Gambella, a remote and sparsely populated region located where Ethiopia’s western tip borders southern Sudan, is in many ways an unlikely choice for investors. Its searingly hot, malarial lowlands, coupled with ethnic tensions that have at times erupted into violence, have given the region a somewhat forbidding reputation in Ethiopia.

But in the past year Gambella has become one of Africa’s biggest testing grounds for the growing phenomenon of land leasing, whereby investment firms and rich countries lacking sufficient arable land snap up huge swathes elsewhere to produce staple food crops.
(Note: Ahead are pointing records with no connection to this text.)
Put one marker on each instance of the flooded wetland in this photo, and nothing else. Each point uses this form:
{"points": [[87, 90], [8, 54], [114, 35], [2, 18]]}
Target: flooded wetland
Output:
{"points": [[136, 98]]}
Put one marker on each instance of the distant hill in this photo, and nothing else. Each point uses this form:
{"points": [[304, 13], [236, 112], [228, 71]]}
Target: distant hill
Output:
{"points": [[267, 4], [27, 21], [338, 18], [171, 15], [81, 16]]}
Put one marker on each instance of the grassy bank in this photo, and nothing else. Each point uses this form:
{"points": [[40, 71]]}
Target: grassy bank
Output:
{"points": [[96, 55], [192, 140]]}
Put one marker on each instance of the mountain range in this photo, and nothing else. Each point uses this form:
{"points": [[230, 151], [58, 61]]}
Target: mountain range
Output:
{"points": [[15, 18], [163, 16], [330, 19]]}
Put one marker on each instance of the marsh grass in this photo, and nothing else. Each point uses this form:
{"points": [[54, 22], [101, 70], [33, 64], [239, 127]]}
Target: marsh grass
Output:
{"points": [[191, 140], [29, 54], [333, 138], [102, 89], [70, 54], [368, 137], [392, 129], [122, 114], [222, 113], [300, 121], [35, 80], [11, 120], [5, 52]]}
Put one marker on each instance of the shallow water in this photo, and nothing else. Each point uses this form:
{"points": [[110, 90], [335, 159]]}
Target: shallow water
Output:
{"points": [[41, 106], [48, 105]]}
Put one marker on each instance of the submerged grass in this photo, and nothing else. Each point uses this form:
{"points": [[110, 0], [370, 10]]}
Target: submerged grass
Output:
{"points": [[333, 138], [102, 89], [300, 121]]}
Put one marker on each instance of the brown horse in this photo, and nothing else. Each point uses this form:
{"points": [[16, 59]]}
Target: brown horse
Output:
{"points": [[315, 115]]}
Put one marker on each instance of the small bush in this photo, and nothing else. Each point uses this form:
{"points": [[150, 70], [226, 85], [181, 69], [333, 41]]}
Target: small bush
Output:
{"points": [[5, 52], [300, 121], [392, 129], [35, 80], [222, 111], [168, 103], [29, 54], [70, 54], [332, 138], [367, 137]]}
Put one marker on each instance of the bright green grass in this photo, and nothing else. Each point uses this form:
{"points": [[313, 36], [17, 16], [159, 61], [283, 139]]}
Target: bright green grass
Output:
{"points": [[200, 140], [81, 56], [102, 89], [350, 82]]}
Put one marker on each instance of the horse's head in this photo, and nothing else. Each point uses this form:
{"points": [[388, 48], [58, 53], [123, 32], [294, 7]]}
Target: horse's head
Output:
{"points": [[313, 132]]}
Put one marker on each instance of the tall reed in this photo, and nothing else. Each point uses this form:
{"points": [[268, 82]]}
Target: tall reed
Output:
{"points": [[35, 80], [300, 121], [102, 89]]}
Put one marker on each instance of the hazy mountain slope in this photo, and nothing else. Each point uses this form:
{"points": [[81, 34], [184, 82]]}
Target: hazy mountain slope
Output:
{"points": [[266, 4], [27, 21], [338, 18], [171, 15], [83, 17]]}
The trend has prompted accusations of “agro- colonialism” and “land-grabbing”, but some argue that it could hold the key to the continent not just feeding itself but also the world.
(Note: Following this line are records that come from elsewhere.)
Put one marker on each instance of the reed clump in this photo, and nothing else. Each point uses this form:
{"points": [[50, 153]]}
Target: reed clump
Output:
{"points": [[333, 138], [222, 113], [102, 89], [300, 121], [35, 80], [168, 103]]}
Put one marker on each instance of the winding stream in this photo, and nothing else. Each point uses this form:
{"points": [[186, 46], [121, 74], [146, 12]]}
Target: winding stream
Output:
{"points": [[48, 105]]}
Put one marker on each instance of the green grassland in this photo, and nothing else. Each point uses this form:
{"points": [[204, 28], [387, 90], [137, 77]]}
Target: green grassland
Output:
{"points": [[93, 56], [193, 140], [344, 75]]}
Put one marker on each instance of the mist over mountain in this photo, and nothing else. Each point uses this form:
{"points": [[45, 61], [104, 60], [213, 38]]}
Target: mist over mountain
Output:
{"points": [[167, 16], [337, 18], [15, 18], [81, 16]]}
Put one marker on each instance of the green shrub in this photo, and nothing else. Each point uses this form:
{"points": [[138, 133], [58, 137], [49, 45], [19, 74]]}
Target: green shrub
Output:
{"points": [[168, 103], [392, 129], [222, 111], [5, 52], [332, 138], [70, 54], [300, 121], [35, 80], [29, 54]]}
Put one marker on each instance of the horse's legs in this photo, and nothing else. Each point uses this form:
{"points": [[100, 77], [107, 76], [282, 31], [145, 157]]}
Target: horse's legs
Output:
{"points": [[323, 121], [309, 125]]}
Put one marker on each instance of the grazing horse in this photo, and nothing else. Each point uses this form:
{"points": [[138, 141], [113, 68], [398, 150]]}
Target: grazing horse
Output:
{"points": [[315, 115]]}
This new scramble for land is rooted in fears, amplified following the 2007-2008 global food crisis, that world food supplies may run dangerously low in the future. The UN’s Food and Agriculture Organisation (FAO) estimates that in order to feed the world’s projected population in 2050 – some nine billion people, up from six billion today – agricultural production must increase by a yearly average of at least 1 per cent.

“Humanity has never come to the brink of such crisis before . . . if there is a potential catastrophe for mankind, it is related to food,” says Sai Ramakrishna Karuturi, managing director of Karuturi Global, an Indian company which is the world’s largest producer of roses. Such apocalyptic calculations brought Karuturi, who runs flower farms in Kenya and Ethiopia, to Gambella as a prospective investor more than two years ago. He made an agreement with the regional government to lease 300,000 hectares – an area larger than Luxembourg – for 50 years at an annual rate of 20 birr (€1.12) per hectare to farm crops including maize, wheat, and rice. Karuturi predicts that, when operating at full capacity, the farm will employ 25,000 people and produce three million tonnes of cereal per year.